Le récit de ces deux femmes révèle des expériences horribles : violences frontalière, violences sexistes et viols, exclusion et persécution racistes, refoulements dans le désert et mort ou assassinat de proches. Les auteurs de ces abus et violences sont des gardes-frontières et des forces de police, ainsi que des membres de réseaux criminels qui profitent de la situation vulnérable des personnes en mobilité.
En même temps, les récits de Jenneh Kargbo et Nanah Sesay témoignent également de la force et de la solidarité des femmes qui luttent pour survivre dans des conditions extrêmement hostiles.
Jenneh Kargbo et Nanah Sesay ont toutes deux étés expulsées d'Algérie vers Assamaka, à la frontière entre le Niger et l'Algérie, en 2025. À Assamaka, elles ont reçu le soutien de l'équipe locale d'Alarme Phone Sahara.

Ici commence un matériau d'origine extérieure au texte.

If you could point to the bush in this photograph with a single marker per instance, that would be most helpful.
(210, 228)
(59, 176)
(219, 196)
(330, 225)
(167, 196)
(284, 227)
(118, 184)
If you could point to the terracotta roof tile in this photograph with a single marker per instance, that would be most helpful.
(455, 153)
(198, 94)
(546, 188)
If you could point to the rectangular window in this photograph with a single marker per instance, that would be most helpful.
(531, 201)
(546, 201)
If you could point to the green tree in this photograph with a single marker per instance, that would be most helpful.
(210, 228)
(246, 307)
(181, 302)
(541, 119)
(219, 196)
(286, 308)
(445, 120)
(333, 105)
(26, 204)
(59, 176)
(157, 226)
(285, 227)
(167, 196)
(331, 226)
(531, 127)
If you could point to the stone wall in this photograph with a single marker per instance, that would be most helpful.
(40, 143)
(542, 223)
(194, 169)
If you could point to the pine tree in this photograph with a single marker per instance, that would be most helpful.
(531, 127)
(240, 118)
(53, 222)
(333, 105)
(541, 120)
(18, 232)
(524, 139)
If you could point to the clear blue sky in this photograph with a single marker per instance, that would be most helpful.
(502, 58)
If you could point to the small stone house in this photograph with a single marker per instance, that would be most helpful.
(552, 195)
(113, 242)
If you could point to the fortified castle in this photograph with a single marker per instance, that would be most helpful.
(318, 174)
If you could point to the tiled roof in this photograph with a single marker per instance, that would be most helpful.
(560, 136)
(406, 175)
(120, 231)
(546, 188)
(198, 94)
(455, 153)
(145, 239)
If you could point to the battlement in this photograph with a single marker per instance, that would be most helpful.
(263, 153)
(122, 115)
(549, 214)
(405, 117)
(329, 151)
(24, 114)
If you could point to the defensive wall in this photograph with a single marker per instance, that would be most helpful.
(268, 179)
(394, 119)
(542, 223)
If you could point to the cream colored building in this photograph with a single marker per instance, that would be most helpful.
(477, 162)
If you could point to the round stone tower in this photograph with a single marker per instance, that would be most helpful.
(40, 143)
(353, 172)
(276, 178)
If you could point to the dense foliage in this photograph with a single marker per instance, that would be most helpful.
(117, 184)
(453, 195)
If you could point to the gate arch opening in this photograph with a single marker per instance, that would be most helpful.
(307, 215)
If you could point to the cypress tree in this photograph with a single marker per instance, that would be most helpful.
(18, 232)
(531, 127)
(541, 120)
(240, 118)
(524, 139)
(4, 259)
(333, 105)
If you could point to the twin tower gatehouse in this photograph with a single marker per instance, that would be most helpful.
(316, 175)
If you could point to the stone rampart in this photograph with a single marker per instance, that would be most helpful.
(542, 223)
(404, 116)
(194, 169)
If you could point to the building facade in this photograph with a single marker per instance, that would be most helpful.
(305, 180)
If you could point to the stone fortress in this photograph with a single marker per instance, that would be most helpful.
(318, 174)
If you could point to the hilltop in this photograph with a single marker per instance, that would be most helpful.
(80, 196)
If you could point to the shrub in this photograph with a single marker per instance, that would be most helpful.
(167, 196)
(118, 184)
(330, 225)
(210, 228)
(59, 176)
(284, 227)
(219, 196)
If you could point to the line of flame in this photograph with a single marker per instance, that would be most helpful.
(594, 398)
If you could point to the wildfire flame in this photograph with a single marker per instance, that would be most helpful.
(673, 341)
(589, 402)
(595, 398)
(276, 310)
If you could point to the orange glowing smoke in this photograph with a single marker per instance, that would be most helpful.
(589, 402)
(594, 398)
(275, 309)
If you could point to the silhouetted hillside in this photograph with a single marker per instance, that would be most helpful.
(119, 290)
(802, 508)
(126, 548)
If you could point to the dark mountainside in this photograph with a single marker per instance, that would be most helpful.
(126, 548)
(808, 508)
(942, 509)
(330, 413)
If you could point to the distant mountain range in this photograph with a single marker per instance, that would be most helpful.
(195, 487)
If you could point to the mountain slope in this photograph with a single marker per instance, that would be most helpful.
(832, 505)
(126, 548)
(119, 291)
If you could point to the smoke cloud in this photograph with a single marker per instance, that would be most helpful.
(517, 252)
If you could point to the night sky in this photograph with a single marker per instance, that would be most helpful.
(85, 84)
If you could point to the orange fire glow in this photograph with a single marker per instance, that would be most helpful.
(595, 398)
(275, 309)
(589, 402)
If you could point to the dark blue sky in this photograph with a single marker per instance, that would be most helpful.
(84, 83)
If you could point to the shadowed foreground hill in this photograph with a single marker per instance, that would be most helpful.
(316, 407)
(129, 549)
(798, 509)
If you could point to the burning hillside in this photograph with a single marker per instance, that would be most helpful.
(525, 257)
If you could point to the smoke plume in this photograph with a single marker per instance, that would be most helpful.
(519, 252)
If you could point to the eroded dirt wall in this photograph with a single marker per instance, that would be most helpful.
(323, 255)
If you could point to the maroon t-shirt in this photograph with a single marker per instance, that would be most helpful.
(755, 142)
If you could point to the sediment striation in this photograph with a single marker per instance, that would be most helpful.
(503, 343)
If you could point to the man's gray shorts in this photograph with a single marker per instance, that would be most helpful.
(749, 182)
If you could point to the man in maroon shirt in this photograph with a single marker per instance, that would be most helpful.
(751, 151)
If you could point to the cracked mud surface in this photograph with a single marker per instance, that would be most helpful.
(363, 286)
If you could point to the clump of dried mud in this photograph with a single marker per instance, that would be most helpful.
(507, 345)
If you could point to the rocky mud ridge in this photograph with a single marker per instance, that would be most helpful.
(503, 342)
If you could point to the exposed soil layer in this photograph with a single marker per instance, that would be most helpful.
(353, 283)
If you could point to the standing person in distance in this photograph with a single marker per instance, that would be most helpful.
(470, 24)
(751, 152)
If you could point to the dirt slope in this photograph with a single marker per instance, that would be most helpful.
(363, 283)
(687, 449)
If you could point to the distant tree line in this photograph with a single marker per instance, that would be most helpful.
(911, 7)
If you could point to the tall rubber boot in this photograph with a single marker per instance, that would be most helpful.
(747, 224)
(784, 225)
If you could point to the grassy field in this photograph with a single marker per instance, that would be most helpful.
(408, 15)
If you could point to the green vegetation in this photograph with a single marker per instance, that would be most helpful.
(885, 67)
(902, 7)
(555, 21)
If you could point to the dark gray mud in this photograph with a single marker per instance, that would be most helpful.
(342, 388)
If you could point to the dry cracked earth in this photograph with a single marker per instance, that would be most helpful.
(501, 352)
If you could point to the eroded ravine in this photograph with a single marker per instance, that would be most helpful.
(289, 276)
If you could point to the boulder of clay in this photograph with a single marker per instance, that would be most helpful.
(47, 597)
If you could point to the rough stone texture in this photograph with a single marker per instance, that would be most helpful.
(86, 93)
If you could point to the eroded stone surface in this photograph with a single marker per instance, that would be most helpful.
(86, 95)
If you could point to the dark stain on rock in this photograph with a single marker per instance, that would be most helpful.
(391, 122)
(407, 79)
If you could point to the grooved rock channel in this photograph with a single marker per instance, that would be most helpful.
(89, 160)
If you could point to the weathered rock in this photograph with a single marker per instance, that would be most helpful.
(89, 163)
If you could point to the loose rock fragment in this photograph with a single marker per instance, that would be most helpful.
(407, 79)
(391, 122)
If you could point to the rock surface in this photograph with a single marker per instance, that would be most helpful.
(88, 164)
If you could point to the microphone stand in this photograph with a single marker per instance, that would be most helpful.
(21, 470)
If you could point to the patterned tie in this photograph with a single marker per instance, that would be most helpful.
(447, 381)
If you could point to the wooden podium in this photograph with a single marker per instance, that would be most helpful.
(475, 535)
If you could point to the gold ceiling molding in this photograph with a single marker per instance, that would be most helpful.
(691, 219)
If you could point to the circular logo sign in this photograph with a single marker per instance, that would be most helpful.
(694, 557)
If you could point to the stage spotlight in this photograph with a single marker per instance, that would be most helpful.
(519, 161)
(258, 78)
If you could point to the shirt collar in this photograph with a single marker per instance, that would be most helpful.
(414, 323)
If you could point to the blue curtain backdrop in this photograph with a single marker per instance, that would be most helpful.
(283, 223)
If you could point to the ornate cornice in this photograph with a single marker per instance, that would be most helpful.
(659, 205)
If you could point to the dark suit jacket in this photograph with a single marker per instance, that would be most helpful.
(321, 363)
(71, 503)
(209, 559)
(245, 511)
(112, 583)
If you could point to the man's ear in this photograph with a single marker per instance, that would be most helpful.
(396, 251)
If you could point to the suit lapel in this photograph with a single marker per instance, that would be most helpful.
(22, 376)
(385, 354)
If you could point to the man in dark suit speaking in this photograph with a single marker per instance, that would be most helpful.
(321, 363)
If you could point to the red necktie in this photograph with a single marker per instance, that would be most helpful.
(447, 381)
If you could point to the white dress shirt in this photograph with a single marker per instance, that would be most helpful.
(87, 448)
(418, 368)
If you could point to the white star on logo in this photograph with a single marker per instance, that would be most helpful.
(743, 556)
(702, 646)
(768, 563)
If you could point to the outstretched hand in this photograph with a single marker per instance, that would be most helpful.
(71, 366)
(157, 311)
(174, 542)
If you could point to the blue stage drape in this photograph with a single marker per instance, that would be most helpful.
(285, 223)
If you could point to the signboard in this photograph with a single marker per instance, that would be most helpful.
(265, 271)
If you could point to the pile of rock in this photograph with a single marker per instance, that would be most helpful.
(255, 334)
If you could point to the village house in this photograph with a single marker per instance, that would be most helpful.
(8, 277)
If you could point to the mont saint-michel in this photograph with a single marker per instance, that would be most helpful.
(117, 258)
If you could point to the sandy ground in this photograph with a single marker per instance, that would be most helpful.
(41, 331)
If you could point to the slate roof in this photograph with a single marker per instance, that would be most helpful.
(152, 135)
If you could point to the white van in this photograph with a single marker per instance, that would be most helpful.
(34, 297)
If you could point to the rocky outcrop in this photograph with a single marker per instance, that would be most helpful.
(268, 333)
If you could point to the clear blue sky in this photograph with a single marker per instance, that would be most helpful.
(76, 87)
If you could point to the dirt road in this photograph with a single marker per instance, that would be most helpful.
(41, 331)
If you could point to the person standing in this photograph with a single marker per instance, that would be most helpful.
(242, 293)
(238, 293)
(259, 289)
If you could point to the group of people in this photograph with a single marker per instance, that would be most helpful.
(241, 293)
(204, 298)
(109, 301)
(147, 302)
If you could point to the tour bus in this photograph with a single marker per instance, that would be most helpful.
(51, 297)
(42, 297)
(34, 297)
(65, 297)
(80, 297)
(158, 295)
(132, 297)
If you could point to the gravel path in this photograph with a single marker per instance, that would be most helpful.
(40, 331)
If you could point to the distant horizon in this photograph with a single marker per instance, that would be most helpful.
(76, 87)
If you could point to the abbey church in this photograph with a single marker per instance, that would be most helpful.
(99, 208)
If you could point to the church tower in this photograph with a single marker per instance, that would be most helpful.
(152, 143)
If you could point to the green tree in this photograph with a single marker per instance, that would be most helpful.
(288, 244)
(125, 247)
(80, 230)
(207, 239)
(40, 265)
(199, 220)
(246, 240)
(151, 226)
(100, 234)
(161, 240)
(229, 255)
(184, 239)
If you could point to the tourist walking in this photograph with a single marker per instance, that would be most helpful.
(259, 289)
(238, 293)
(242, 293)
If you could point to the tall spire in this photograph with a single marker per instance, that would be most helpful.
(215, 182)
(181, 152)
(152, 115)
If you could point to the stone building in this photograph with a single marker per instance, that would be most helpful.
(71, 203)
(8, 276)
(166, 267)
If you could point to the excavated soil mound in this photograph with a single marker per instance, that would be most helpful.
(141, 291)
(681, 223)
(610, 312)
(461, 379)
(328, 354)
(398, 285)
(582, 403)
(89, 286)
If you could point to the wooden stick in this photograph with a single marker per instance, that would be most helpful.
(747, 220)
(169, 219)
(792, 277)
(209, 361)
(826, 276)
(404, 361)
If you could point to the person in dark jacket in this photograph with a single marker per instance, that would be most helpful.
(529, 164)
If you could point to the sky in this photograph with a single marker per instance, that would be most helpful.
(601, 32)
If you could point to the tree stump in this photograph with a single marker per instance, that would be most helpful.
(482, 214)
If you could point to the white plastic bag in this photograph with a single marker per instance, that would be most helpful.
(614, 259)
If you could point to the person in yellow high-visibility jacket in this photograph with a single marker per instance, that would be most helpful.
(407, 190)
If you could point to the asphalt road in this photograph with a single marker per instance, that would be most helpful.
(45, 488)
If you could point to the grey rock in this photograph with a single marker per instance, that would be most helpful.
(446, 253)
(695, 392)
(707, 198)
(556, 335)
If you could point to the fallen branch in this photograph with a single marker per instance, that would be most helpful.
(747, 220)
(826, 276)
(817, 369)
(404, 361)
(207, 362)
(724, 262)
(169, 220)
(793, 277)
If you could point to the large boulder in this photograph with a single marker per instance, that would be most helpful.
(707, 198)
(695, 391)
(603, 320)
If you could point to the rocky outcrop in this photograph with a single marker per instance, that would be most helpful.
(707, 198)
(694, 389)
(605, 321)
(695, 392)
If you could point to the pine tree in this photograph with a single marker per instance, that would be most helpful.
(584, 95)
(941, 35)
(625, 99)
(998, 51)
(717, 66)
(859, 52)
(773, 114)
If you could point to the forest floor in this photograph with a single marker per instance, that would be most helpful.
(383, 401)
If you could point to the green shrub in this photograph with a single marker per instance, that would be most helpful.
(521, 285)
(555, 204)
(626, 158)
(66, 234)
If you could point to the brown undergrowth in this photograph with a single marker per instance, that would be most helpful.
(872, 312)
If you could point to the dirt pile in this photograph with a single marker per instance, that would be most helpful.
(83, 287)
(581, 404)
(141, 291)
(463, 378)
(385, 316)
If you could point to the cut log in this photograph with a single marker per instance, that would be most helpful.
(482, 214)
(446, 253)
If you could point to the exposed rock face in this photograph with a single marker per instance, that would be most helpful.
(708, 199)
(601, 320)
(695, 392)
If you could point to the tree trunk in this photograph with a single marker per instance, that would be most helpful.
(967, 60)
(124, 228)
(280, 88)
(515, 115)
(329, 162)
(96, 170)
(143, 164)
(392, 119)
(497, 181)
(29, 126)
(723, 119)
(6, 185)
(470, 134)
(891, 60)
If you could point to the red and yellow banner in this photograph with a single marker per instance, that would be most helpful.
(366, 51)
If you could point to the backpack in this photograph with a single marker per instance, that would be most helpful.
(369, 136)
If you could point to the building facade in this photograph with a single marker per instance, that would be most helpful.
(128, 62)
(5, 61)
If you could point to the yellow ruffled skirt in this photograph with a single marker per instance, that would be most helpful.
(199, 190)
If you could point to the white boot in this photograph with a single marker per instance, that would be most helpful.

Jenneh Kargbo et Nanah Sesay sont toujours en déplacement entre les pays du Sahel et du Maghreb et, à l'heure actuelle, on ignore comment leur vie a évolué.
Alarme Phone Sahara remercie Jenneh Kargbo et Nanah Sesay d'avoir partagé leurs histoires et tient à la solidarité avec toutes les femmes en mobilité, avec toutes les personnes en mobilité et pour la défense des droits humains et de la liberté de circulation.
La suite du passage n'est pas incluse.